C. Copyright and License

Redistribution and use in source and binary forms, with or without modification, are permitted provided that the following conditions are met:

Redistributions of source code must retain the above copyright notice, this list of conditions and the following disclaimer.
Redistributions in binary form must reproduce the above copyright notice, this list of conditions and the following disclaimer in the documentation and/or other materials provided with the distribution.
Redistributions in any form must be accompanied by information on how to obtain complete source code for the this software and any accompanying software that uses this software. The source code must either be included in the distribution or be available for no more than the cost of distribution plus a nominal fee, and must be freely redistributable under reasonable conditions. For an executable file, complete source code means the source code for all modules it contains. It does not include source code for modules or files that typically accompany the major components of the operating system on which the executable file runs.

This software is provided by the copyright holders and contributors "as is" and any express or implied warranties, including, but not limited to, the implied warranties of merchantability, fitness for a particular purpose, or non-infringement, are disclaimed.
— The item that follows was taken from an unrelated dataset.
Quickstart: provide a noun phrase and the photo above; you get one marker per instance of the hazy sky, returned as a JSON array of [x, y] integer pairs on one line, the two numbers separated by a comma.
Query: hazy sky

In no event shall the copyright holders and contributors be liable for any direct, indirect, incidental, special, exemplary, or consequential damages (including, but not limited to, procurement of substitute goods or services; loss of use, data, or profits; or business interruption) however caused and on any theory of liability, whether in contract, strict liability, or tort (including negligence or otherwise) arising in any way out of the use of this software, even if advised of the possibility of such damage.